D'ailleurs, messieurs, remarquez bien que la partialité n'est pas seulement dans les intentions et dans les faits que l'on pose, mais qu'elle résulte même du simple soupçon qu'on fait concevoir à l'élève, il suffit, pour faire naître ce soupçon, que l'élève sache que le gouvernement est investi d'un droit dont il peut user avec partialité, que s'il voit que la balance penche ou peut pencher en faveur de tel ou tel établissement, il abandonne l'établissement où il se trouve et il se transporte dans un autre établissement. C'est ainsi que les choses se passent. Les jeunes gens et leurs parents ne seront que trop portés à suivre cette voie, uniquement guidés par la crainte d'être froissés.

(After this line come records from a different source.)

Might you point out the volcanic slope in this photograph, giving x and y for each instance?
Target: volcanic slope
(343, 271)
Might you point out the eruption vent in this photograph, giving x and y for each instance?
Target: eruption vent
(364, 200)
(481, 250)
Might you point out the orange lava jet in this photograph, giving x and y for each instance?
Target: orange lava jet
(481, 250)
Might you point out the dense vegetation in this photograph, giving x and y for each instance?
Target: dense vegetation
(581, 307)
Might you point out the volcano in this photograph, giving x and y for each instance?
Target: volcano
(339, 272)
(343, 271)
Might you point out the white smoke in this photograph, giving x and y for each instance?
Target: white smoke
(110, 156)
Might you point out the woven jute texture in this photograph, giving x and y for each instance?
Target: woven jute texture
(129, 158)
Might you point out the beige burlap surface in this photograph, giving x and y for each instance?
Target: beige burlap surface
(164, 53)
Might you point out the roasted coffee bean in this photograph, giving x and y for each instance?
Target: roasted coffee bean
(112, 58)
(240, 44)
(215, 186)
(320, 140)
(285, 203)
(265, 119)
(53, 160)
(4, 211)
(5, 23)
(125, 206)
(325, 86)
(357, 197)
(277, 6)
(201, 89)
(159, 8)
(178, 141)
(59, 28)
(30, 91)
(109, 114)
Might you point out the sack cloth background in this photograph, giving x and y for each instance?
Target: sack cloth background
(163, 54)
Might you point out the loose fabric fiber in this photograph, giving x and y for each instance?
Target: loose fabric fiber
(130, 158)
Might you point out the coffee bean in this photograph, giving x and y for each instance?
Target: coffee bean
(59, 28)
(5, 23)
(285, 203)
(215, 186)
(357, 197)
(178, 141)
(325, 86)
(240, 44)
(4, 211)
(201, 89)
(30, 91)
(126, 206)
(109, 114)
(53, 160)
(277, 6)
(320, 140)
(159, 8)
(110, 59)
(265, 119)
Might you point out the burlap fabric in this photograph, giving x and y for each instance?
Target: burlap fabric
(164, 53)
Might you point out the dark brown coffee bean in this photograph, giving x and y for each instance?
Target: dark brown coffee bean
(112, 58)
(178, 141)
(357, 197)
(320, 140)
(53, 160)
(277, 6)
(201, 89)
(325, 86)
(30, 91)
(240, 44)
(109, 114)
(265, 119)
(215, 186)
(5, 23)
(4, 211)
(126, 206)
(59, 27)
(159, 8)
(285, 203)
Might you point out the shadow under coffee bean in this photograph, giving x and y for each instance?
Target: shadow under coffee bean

Il faut donc éviter jusqu’au soupçon de partialité, et autant que possible, jusqu'à l’ombre, jusqu'à la possibilité de l'injustice.

On insiste, et ici je dois rencontrer une objection qui se trouve dans le (page 1686) rapport de la section centrale, et qui a été reproduite par l'honorable rapporteur dans la séance de samedi. Voici l'objection :

« On craint que la composition du jury d'examen, nommé par le gouvernement, ne soit trop favorable aux universités de l'Etat et que les élèves, attirés par l'espoir d'une admission plus facile aux grades académiques, ne désertent les établissements libres.

« Si cette crainte était fondée, il ne faudrait pas laisser au gouvernement le droit de conférer les emplois. De même que l'on dit: L'espoir d'une admission plus facile aux grades académiques fera déserter les établissements libres, on pourrait dire : « L'espoir d'une admission plus facile aux emplois fera affluer les élèves aux universités de l'Etat. «

J'avoue que le fait est vrai ; je pourrais citer des jeunes gens qui, pour ce motif, se sont rendus dans une université de l'Etat. Mais j'en tire une conclusion tout opposée. Je dis que cela donne déjà aux institutions du gouvernement une grande prépondérance. C'est pour moi un motif de plus pour rétablir l'équilibre d'une autre manière et pour ne pas accorder au gouvernement le droit exorbitant de nommer le jury comme bon lui semble. Quant aux nominations à faire, c'est un droit que la Constitution confère de la manière la plus claire au gouvernement et qu'on ne peut lui ôter, quoiqu'il puisse en résulter des inconvénients quant à la liberté d'enseignement comme sous d'autres rapports.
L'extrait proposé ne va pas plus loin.